HaloO Juerd,

you wrote:
Does the type "List" exist? What is it? How does it fit in the
hierarchy?

I've put it below Sub in my type lattice. But that is not official,
of course.


In list context, comma provides list context to LHS and RHS, and those
lists together are flattened. (It's not exactly binary, but it doesn't
hurt to explain it as such.)

In scalar context, commas provide scalar context to the expressions they
separate (or list context? If so, what to do with parenthesized
expressions?), and the entire thing is returned as a reference to a
newly created array (of aliases, perhaps).

What it does in void context is unimportant, but it would make sense if
it provided void context to each of the expressions.

Comma doesn't "build a list". Lists can only exist in list context, and
in fact, it's a list even without any comma:

Please help me to understand how the context starts to exist.
I currently see a circular definition of comma and list context
in your explaination. I for my part try to break it with the
strict notion: "when you see a comma you are looking at a list".
What list is up to more text to the left and right of the comma.
And I believe the parser essentially does the same.

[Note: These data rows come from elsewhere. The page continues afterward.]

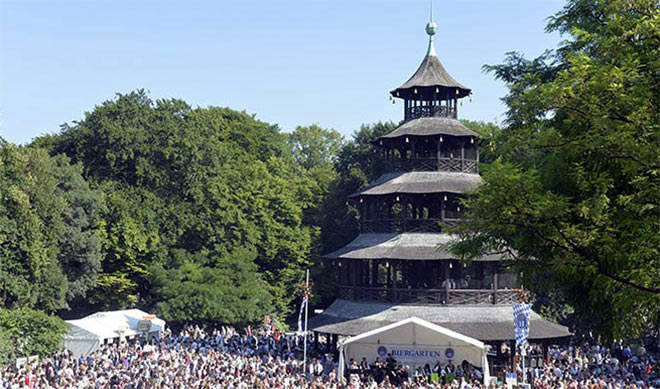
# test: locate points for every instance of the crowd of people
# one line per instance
(223, 358)
(594, 366)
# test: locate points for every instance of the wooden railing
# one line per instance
(428, 296)
(429, 111)
(434, 164)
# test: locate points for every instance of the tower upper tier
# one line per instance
(431, 81)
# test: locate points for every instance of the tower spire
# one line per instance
(431, 29)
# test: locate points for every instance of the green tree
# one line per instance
(358, 162)
(228, 289)
(573, 195)
(203, 181)
(49, 250)
(26, 332)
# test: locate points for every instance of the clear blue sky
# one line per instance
(329, 62)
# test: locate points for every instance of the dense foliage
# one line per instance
(197, 200)
(26, 332)
(50, 249)
(573, 195)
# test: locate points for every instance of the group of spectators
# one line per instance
(223, 358)
(594, 366)
(390, 370)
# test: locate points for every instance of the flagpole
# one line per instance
(305, 334)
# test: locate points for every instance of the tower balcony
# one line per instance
(435, 164)
(398, 225)
(443, 296)
(421, 111)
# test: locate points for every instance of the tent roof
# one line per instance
(105, 324)
(412, 321)
(483, 322)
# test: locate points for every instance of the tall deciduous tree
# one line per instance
(49, 246)
(194, 183)
(574, 194)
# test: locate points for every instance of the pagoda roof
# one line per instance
(422, 183)
(431, 74)
(402, 246)
(430, 126)
(483, 322)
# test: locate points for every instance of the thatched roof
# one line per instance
(421, 183)
(431, 73)
(429, 126)
(405, 246)
(483, 322)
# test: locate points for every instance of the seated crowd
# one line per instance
(222, 358)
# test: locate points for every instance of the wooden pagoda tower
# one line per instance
(396, 267)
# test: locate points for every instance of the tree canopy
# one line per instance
(573, 192)
(50, 248)
(196, 199)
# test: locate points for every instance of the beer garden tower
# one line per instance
(396, 267)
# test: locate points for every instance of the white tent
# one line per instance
(87, 334)
(414, 342)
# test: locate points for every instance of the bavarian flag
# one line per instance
(521, 314)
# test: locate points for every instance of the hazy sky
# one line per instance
(329, 62)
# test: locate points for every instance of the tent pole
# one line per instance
(306, 312)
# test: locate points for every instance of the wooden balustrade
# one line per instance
(428, 296)
(421, 111)
(434, 164)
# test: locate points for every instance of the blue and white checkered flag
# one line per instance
(521, 314)
(301, 330)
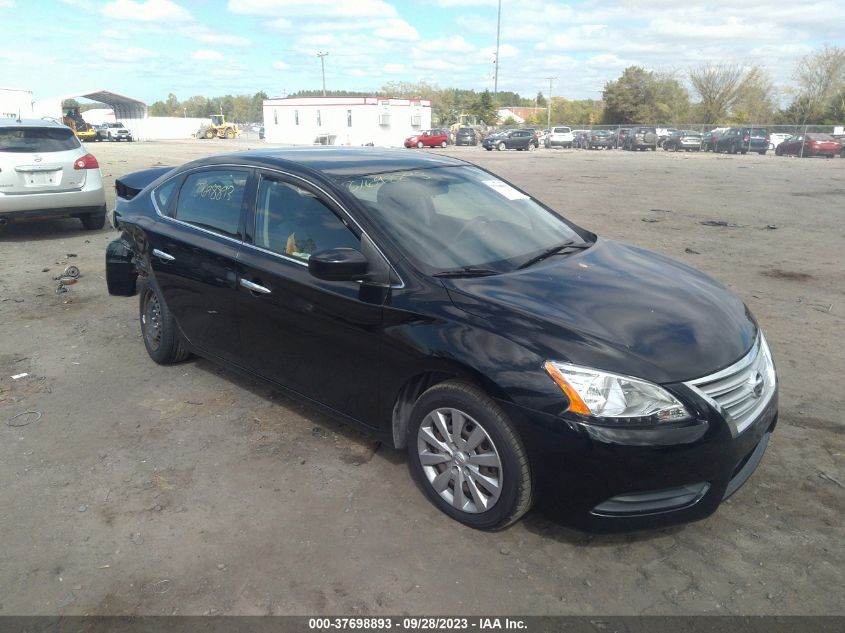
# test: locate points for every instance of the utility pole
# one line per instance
(549, 105)
(323, 70)
(496, 61)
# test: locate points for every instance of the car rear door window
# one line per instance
(37, 139)
(212, 199)
(294, 222)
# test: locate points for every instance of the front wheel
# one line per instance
(158, 328)
(468, 458)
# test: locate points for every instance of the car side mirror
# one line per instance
(338, 264)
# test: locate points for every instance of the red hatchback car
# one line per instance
(429, 138)
(809, 145)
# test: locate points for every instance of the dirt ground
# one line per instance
(151, 490)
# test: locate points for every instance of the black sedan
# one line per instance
(597, 139)
(511, 139)
(513, 353)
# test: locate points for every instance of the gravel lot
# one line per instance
(151, 490)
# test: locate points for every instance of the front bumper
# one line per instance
(604, 479)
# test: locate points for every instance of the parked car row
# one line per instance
(112, 132)
(732, 140)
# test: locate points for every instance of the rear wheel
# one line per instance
(468, 458)
(93, 221)
(158, 328)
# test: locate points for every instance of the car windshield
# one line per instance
(459, 217)
(35, 139)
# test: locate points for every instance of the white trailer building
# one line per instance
(15, 102)
(382, 121)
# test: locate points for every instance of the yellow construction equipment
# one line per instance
(73, 119)
(219, 128)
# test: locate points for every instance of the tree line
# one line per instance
(707, 94)
(730, 94)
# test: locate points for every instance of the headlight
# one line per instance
(614, 398)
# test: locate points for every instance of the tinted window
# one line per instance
(212, 200)
(164, 195)
(293, 222)
(36, 139)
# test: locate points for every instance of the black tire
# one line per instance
(164, 343)
(93, 221)
(516, 493)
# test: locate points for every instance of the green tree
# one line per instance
(641, 96)
(485, 109)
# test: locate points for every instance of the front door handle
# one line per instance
(162, 255)
(246, 283)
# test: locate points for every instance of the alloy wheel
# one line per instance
(460, 460)
(151, 320)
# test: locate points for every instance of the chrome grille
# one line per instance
(741, 392)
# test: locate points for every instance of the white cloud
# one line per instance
(395, 29)
(146, 10)
(113, 34)
(117, 53)
(314, 8)
(206, 55)
(449, 44)
(201, 33)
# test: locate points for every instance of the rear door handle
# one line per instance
(246, 283)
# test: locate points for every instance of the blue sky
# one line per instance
(149, 48)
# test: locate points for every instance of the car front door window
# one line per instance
(294, 222)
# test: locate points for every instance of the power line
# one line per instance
(321, 55)
(549, 109)
(496, 61)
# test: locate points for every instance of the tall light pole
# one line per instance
(496, 61)
(549, 106)
(323, 70)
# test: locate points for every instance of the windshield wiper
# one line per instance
(553, 251)
(467, 271)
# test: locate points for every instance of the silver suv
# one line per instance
(45, 172)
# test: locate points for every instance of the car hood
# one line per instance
(615, 307)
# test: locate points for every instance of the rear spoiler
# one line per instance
(130, 185)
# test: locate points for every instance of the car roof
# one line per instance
(337, 162)
(9, 121)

my @foo = bar();  # here, what &bar returns is a list, without any
                  # comma.

That @foo is of syntactic type Array is clear. That bar is called
without parameters is obvious as well. But where do you derive the
the return type from? That could at most come from type information
of bar e.g. :( Void --> Blubber) and then the question arises if
a Blubber is assignable to an Array or not. Well, or if a Blubber
can listify. Or as a fall-back itemize with the item beeing trivially
listified as a one element list which then ends up providing the sole
content of the @foo.


 \($x,$y);  # same as \ .($x,$y)


This would mean that \ is a function rather than a standard \W operator,
and that the parens here aren't the normal grouping parens, but instead
parens to enclose arguments. If this is the case, I suggest we rename \
to something that actually LOOKS like a function, that is: something
with a \w+ name. This all would imply that its precedence is lower than
comma.

Ups, I always thought that this is what all the operator categories
and related things are for: to get an easy way to define operators!
E.g. after

  my &foo ::= &prefix:<\>;

enreferencing should work with

  ($x,$y) = foo($a,$b);

or not?
--
$TSa.greeting := "HaloO"; # mind the echo!